La maggior parte dei gay nasce in famiglie eterosessuali e, crescendo, scopre che per qualche ragione non potrà mai avere un matrimonio simile a quello dei loro genitori, o fratelli e sorelle.
Lo sanno ancora prima di poterlo esprimere e raccontare a chiunque altro, genitori compresi. Questa sottile sensazione di alienazione – di amare la tua famiglia, sentendoti però anche escluso da essa – è qualcosa di cui tutti i bambini gay fanno esperienza..
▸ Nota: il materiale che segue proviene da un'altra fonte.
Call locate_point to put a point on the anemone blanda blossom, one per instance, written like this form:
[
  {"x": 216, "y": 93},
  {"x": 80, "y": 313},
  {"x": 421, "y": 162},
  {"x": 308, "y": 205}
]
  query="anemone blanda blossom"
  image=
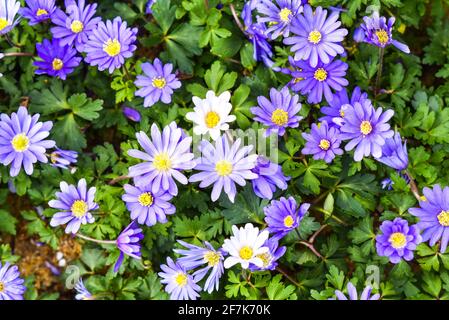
[
  {"x": 211, "y": 115},
  {"x": 278, "y": 16},
  {"x": 11, "y": 285},
  {"x": 165, "y": 156},
  {"x": 433, "y": 214},
  {"x": 179, "y": 284},
  {"x": 22, "y": 141},
  {"x": 255, "y": 32},
  {"x": 63, "y": 158},
  {"x": 109, "y": 44},
  {"x": 338, "y": 106},
  {"x": 38, "y": 11},
  {"x": 245, "y": 247},
  {"x": 270, "y": 257},
  {"x": 76, "y": 204},
  {"x": 224, "y": 165},
  {"x": 146, "y": 206},
  {"x": 278, "y": 113},
  {"x": 128, "y": 242},
  {"x": 398, "y": 240},
  {"x": 8, "y": 12},
  {"x": 157, "y": 83},
  {"x": 75, "y": 24},
  {"x": 206, "y": 257},
  {"x": 353, "y": 295},
  {"x": 379, "y": 32},
  {"x": 317, "y": 38},
  {"x": 270, "y": 177},
  {"x": 394, "y": 153},
  {"x": 81, "y": 292},
  {"x": 131, "y": 114},
  {"x": 283, "y": 216},
  {"x": 367, "y": 129},
  {"x": 323, "y": 142},
  {"x": 56, "y": 60},
  {"x": 319, "y": 80}
]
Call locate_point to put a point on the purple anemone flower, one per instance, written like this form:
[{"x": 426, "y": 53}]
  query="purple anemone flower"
[
  {"x": 11, "y": 285},
  {"x": 394, "y": 153},
  {"x": 256, "y": 33},
  {"x": 110, "y": 44},
  {"x": 165, "y": 156},
  {"x": 317, "y": 38},
  {"x": 379, "y": 32},
  {"x": 148, "y": 207},
  {"x": 131, "y": 114},
  {"x": 179, "y": 284},
  {"x": 283, "y": 216},
  {"x": 76, "y": 204},
  {"x": 398, "y": 240},
  {"x": 224, "y": 165},
  {"x": 367, "y": 129},
  {"x": 270, "y": 177},
  {"x": 74, "y": 26},
  {"x": 353, "y": 295},
  {"x": 319, "y": 80},
  {"x": 63, "y": 158},
  {"x": 206, "y": 257},
  {"x": 57, "y": 60},
  {"x": 22, "y": 141},
  {"x": 433, "y": 215},
  {"x": 128, "y": 243},
  {"x": 338, "y": 106},
  {"x": 157, "y": 84},
  {"x": 323, "y": 142},
  {"x": 279, "y": 112},
  {"x": 270, "y": 257},
  {"x": 38, "y": 11},
  {"x": 278, "y": 16},
  {"x": 8, "y": 12}
]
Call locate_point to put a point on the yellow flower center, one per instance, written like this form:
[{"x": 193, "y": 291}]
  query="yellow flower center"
[
  {"x": 181, "y": 279},
  {"x": 320, "y": 74},
  {"x": 3, "y": 23},
  {"x": 77, "y": 26},
  {"x": 279, "y": 117},
  {"x": 398, "y": 240},
  {"x": 288, "y": 221},
  {"x": 443, "y": 218},
  {"x": 145, "y": 199},
  {"x": 324, "y": 144},
  {"x": 246, "y": 253},
  {"x": 284, "y": 15},
  {"x": 20, "y": 142},
  {"x": 57, "y": 64},
  {"x": 159, "y": 82},
  {"x": 212, "y": 118},
  {"x": 266, "y": 258},
  {"x": 112, "y": 47},
  {"x": 41, "y": 12},
  {"x": 162, "y": 162},
  {"x": 79, "y": 208},
  {"x": 212, "y": 258},
  {"x": 365, "y": 127},
  {"x": 382, "y": 36},
  {"x": 314, "y": 37},
  {"x": 223, "y": 168}
]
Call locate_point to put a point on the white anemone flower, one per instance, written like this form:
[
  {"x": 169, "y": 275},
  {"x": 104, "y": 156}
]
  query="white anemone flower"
[
  {"x": 245, "y": 246},
  {"x": 211, "y": 115}
]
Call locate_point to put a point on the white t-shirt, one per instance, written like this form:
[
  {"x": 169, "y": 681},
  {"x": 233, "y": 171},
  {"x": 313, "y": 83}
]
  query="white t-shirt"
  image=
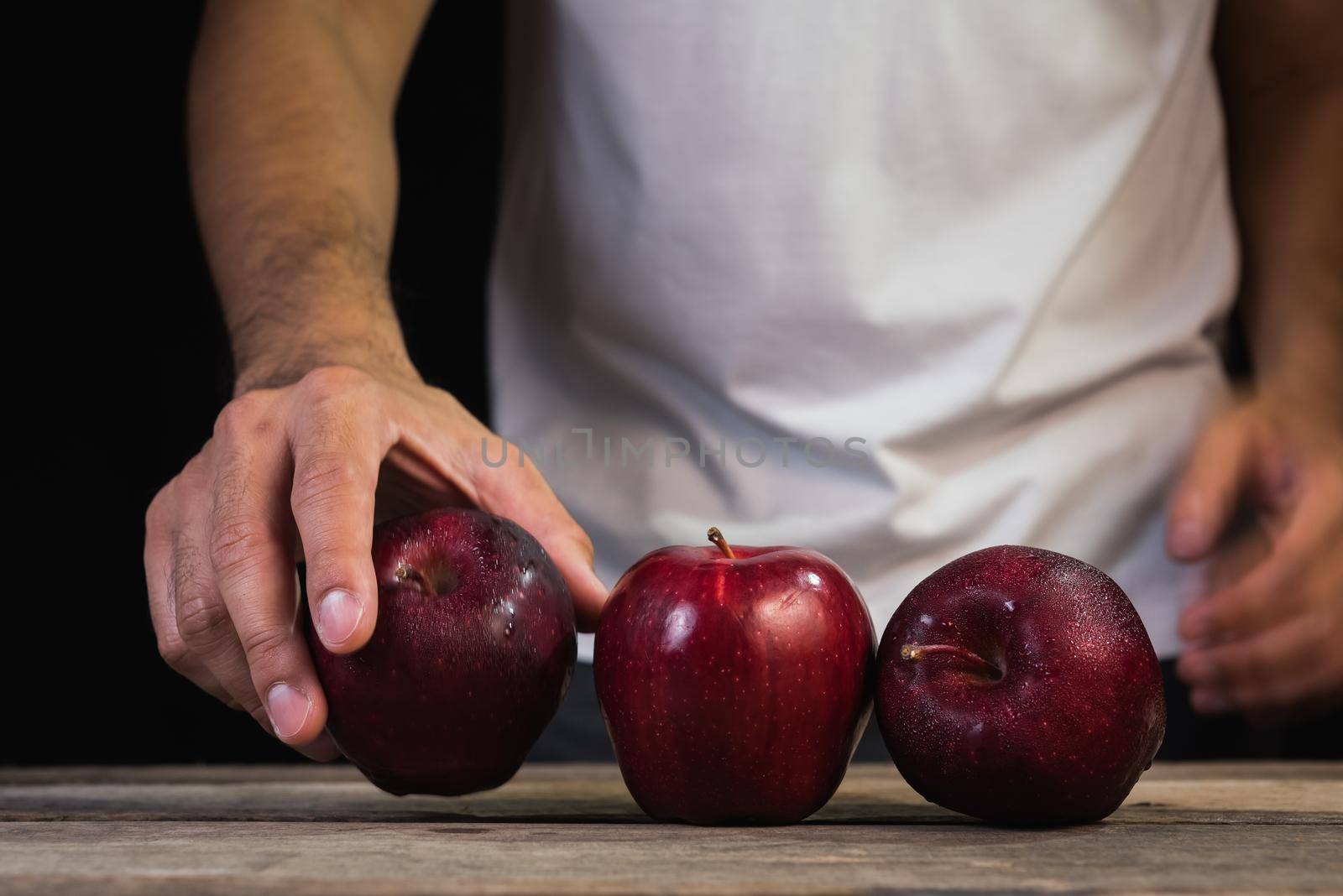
[{"x": 990, "y": 240}]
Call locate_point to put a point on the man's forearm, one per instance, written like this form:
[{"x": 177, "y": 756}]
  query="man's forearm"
[
  {"x": 1283, "y": 89},
  {"x": 295, "y": 179}
]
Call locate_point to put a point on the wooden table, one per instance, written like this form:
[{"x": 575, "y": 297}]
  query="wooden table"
[{"x": 574, "y": 829}]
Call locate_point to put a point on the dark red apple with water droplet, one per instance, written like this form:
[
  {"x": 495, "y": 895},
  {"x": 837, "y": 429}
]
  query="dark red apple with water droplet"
[
  {"x": 735, "y": 681},
  {"x": 470, "y": 658},
  {"x": 1018, "y": 685}
]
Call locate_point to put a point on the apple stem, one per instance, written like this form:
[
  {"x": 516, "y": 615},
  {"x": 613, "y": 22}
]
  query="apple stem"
[
  {"x": 920, "y": 651},
  {"x": 716, "y": 537}
]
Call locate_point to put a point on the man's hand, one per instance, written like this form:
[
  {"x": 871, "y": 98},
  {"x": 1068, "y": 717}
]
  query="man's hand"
[
  {"x": 1266, "y": 638},
  {"x": 306, "y": 470}
]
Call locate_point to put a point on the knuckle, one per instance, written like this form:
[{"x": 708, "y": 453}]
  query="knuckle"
[
  {"x": 201, "y": 620},
  {"x": 172, "y": 651},
  {"x": 235, "y": 544},
  {"x": 326, "y": 384},
  {"x": 326, "y": 477},
  {"x": 264, "y": 644},
  {"x": 238, "y": 416},
  {"x": 158, "y": 511}
]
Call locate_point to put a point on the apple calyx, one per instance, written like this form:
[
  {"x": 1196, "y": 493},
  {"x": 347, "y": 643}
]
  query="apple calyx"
[
  {"x": 430, "y": 582},
  {"x": 919, "y": 651},
  {"x": 720, "y": 542}
]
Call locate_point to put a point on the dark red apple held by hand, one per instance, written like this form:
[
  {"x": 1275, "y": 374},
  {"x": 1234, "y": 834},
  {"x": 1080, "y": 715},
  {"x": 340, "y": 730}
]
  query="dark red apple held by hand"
[
  {"x": 735, "y": 681},
  {"x": 1018, "y": 685},
  {"x": 470, "y": 658}
]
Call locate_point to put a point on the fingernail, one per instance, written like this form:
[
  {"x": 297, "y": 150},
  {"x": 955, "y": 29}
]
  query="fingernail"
[
  {"x": 288, "y": 708},
  {"x": 1209, "y": 701},
  {"x": 1186, "y": 538},
  {"x": 337, "y": 616}
]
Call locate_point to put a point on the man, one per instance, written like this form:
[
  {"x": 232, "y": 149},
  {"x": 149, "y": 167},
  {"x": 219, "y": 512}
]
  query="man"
[{"x": 980, "y": 251}]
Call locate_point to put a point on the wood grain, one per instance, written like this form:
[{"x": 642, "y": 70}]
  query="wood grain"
[{"x": 574, "y": 829}]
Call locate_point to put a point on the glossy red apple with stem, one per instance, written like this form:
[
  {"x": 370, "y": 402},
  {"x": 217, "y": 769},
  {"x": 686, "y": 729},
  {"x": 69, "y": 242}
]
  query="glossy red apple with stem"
[
  {"x": 470, "y": 658},
  {"x": 1018, "y": 685},
  {"x": 735, "y": 681}
]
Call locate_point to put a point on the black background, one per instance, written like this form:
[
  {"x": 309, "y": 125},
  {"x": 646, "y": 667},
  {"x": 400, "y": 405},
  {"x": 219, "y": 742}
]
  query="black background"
[
  {"x": 131, "y": 361},
  {"x": 118, "y": 365}
]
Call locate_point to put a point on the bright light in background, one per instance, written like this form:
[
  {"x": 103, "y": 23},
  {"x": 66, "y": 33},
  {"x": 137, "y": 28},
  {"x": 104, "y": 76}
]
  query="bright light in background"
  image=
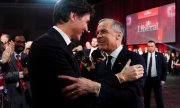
[{"x": 47, "y": 1}]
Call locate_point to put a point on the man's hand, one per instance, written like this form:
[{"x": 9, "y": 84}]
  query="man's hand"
[
  {"x": 130, "y": 73},
  {"x": 6, "y": 54},
  {"x": 79, "y": 87}
]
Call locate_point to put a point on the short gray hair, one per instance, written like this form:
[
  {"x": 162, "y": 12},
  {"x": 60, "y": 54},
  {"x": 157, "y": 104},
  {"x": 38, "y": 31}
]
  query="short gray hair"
[{"x": 116, "y": 25}]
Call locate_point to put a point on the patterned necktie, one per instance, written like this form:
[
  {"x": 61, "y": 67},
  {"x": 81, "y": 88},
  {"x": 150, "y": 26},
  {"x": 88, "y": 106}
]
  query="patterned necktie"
[
  {"x": 150, "y": 66},
  {"x": 19, "y": 66},
  {"x": 108, "y": 65}
]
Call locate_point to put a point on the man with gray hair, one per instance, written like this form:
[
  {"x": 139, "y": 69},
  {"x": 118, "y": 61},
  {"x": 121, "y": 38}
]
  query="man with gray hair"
[{"x": 120, "y": 78}]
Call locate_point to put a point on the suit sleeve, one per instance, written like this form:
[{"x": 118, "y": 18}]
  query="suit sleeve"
[
  {"x": 112, "y": 92},
  {"x": 164, "y": 68}
]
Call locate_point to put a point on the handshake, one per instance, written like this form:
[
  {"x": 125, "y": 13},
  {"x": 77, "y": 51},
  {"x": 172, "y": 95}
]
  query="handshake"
[{"x": 83, "y": 86}]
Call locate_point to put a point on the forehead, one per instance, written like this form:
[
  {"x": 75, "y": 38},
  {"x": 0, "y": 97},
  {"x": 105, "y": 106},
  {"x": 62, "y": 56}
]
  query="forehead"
[
  {"x": 104, "y": 24},
  {"x": 19, "y": 38},
  {"x": 86, "y": 17}
]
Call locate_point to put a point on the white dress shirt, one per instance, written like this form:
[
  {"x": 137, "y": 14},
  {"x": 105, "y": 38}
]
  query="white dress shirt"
[{"x": 153, "y": 69}]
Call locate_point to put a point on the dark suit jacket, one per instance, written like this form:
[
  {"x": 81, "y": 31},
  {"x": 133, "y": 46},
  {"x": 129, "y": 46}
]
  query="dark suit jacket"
[
  {"x": 48, "y": 58},
  {"x": 161, "y": 65},
  {"x": 125, "y": 95},
  {"x": 12, "y": 78}
]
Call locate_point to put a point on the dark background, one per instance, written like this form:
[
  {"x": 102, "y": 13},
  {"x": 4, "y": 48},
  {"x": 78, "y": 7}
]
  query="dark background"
[{"x": 34, "y": 17}]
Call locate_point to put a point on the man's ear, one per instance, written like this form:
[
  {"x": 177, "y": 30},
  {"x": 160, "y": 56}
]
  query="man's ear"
[
  {"x": 119, "y": 35},
  {"x": 73, "y": 16}
]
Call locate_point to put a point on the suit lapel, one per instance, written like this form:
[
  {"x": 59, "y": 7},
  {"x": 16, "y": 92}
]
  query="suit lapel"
[
  {"x": 13, "y": 63},
  {"x": 120, "y": 61},
  {"x": 67, "y": 50}
]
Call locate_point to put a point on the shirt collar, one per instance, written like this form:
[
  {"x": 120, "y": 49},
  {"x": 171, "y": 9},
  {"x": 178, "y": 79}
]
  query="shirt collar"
[
  {"x": 15, "y": 54},
  {"x": 64, "y": 35},
  {"x": 151, "y": 53},
  {"x": 116, "y": 52}
]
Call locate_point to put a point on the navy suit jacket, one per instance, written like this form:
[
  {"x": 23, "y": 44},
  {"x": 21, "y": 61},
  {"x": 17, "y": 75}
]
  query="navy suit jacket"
[
  {"x": 48, "y": 58},
  {"x": 161, "y": 65},
  {"x": 125, "y": 95}
]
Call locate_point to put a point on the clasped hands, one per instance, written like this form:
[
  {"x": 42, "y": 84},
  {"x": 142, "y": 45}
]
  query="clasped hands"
[{"x": 82, "y": 86}]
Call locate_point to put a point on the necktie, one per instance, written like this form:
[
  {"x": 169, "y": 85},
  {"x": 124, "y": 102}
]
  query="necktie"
[
  {"x": 150, "y": 66},
  {"x": 19, "y": 66},
  {"x": 108, "y": 65}
]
Percepiscono qualcosa di appena abbozzato, una vaga diversità dai loro compagni, una certa estraniazione dalle loro famiglie, le prime dolorose fitte di vergogna. Poi, ad un certo punto, scoprono il significato di tutto ciò.
“E questa, con le dovute distinzioni , è anche la storia della vita di Obama. Bambino nero cresciuto da una madre single e nonni bianchi, visse inizialmente nelle Hawaii e in Indonesia, dove il colore della sua pelle non faceva nessuna differenza.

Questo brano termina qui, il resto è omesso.